= John Beck's Boys Academy =

Lititz Academy for Boys was a nineteenth-century boarding school in the Moravian village of Lititz, Lancaster County, Pennsylvania. It drew students from throughout the eastern U.S. and even from Canada, the Caribbean and Europe. In total, 2,326 pupils passed through Beck's curriculum, including Major General John F. Reynolds, a Union army leader killed at Gettysburg and his older brother Admiral William Reynolds; a number of successful businessmen, educators and Congressmen; railroad president Franklin B. Gowen; and the nephew of the abolitionist and Reconstruction politician, Thaddeus Stevens.

==History==
The school's founder, John Beck, was born in Frederick County, Maryland on June 16, 1791. While a child, his family moved to Lancaster County and then to Lebanon County. With no local school available, his parents sent John to Nazareth Hall, in Nazareth, Pennsylvania, a precursor of Moravian College. His accomplishments there were sufficiently undistinguished that they determined, when he was fifteen, to apprentice him to learn a trade under the care of a "religious and strictly moral man. . . whose views in that regard accorded with their own." Looking about they located a shoemaker in Lititz "whom they believed worthy of their confidence."

Beck's teaching career started in 1813, a short time after completing his apprenticeship, when he was engaged to tutor five local apprentice boys. From this beginning, Beck next became master of the village school in Lititz, with twenty-two boys. In 1818, when Beck was offered a $300 salary to run the parochial school in Bethlehem, Pennsylvania, the people of Lititz dissuaded him by offering to turn their school over to him on his own terms. The school grew in the next several years from a single classroom in a converted blacksmith shop to a newly built, multi-room building; and simultaneously from simply the village school into a boarding school, John Beck's Boys Academy.

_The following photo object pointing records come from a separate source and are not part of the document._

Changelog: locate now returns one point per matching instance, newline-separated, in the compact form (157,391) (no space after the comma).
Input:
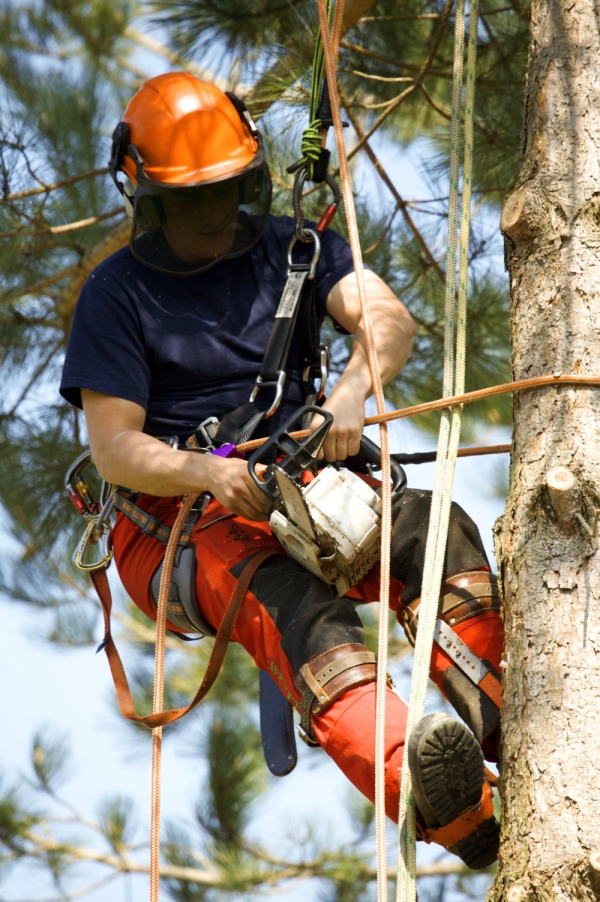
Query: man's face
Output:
(201,226)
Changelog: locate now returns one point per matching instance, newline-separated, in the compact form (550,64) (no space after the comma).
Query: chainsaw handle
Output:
(371,454)
(300,454)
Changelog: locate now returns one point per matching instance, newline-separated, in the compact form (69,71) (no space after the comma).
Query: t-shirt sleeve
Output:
(106,350)
(335,262)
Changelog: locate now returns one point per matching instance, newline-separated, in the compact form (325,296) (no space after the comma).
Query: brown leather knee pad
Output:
(325,677)
(470,607)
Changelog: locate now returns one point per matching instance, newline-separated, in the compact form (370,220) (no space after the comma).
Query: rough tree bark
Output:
(549,562)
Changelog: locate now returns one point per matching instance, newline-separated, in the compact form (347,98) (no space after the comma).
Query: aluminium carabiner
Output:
(298,204)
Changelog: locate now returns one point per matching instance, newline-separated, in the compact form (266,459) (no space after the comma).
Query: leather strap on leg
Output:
(216,658)
(463,825)
(329,675)
(462,596)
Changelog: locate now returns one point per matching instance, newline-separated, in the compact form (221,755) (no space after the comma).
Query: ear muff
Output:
(251,187)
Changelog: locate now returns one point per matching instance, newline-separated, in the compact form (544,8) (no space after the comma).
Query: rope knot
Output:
(311,145)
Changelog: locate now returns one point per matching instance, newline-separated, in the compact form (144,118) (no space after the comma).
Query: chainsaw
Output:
(325,516)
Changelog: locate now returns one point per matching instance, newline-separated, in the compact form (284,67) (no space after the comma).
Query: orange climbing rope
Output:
(480,394)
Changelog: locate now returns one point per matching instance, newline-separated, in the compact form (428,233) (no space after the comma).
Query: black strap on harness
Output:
(296,307)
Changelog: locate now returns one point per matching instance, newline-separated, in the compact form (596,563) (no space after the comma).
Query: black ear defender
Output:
(244,115)
(120,142)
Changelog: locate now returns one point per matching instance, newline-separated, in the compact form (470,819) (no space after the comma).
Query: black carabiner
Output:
(298,203)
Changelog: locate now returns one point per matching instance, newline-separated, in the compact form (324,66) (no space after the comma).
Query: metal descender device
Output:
(94,551)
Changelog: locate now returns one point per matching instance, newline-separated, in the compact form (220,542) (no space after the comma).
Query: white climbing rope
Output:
(329,50)
(449,434)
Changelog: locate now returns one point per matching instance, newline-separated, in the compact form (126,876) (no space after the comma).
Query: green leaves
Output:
(236,776)
(115,818)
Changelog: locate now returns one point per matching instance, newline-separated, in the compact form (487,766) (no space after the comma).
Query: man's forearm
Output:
(141,462)
(393,343)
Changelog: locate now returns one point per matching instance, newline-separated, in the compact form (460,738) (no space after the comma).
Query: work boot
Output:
(470,609)
(454,800)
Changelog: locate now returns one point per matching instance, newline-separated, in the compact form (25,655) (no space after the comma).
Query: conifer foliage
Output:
(67,69)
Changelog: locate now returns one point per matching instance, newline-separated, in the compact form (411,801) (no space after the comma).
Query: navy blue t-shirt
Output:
(186,348)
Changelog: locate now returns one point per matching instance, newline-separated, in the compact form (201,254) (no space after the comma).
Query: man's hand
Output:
(347,404)
(127,456)
(228,479)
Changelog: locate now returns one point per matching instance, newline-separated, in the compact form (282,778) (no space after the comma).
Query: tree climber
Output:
(170,332)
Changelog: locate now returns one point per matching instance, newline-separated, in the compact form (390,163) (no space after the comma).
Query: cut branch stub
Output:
(595,871)
(565,497)
(524,215)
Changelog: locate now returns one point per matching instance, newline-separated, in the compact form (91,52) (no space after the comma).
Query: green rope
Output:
(311,138)
(311,145)
(449,435)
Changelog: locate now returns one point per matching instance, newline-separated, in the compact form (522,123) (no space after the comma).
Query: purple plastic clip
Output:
(228,450)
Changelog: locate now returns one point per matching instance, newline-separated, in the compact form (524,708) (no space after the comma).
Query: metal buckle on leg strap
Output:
(478,671)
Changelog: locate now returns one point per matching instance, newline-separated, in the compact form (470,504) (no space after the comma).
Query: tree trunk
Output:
(549,562)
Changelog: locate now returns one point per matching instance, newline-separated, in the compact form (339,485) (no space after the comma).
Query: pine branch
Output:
(363,141)
(172,56)
(38,287)
(46,189)
(423,72)
(92,258)
(272,84)
(37,373)
(382,58)
(67,227)
(446,114)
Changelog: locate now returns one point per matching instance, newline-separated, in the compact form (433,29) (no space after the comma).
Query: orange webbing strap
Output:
(463,825)
(222,639)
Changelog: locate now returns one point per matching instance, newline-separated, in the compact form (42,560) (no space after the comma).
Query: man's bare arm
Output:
(125,455)
(393,332)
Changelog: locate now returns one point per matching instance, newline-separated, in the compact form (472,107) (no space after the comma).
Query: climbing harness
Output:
(94,550)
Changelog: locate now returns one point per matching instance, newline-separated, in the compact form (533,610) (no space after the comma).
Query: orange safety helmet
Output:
(198,189)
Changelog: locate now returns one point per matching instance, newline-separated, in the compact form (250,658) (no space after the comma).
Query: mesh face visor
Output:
(184,231)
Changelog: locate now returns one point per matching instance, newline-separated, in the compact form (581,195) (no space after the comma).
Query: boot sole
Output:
(446,765)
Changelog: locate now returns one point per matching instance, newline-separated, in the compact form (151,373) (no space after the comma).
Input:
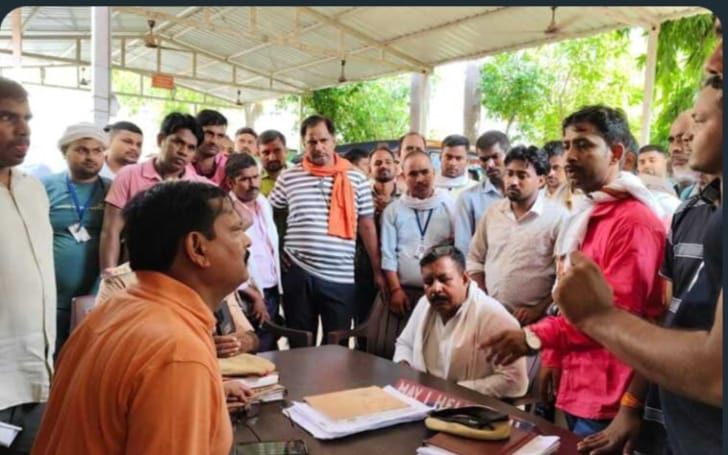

The boys lived with the families of the village, which was owned and governed by the local Moravian congregation. Studies went well beyond the usual "3 R's" to include more advanced subjects such as astronomy, chemistry, algebra, trigonometry and German. The school term was long, with only four weeks' vacation a year. Classes were held in morning and afternoon sessions; during the winter there were also evening lectures on "the various branches of Natural philosophy" and "the Manners and Customs and forms of Government of Nations."